昔、図書館で読んだ少女漫画に、主人公が格好いい男の子から言われるシーンがあったが
まさかその憧れのシーンを間逆の意味で体験する事になろうとは。
またいつもの憎まれ口かと思いきや馬鹿に正論だし、ルークは純粋に疑問を投げかけただけらしい。
輪をかけてショックである。
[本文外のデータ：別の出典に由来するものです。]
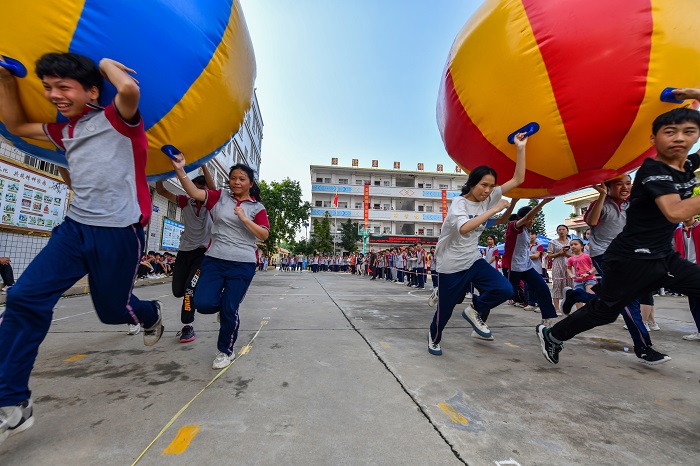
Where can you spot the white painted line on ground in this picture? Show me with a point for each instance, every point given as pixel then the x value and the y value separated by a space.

返す言葉も無い、一つとして。
「……え……えぇ……と……」
君、女ってみんな綺麗なもんだと思ってない?とも聞きたがったが、そうじゃない。
残念ながら、認めざるをえない。
貧乏という理由をつけて実は食い意地が張っていただけというのも、普通の女性のする努力を怠っていたのも。
「それでいいのか?」と問われたら首を縦に振れるわけもなく、只々、妙な温度の汗を噴出す他ない。
素材が悪いとは言っても、努力で出来る範囲を何とかしようとしていないのは、自分が悪い。
以前なら「ほっとけ」とやさぐれただけで済ませていたかもしれないのに、どうした事だ。
「あの……その……な、"ナタリア"さんって……どなた?」
とりあえず何とも言えず、咄嗟の逃げの話題転換だった。
が、そういえば実際本当に一体誰なんだ?と、質問してから疑問が深まる。
大本の記憶が無い上に、(興味の無い)人の名前をあんまり覚えようとしないルークが、あっさりと口にした女性の名前。
特に懇意にしているメイドもいないようだし、この屋敷で使用人以外の女性といえば母親のシュザンヌしか自分は知らない。
先程投げつけられて床に落ちていたスプーンを拾いながら、おずおずと訊ねると、

「ルークの婚約者で、この国の王女……ナタリア姫の事だよ」

と、窓際の方から第三者の声が掛かった。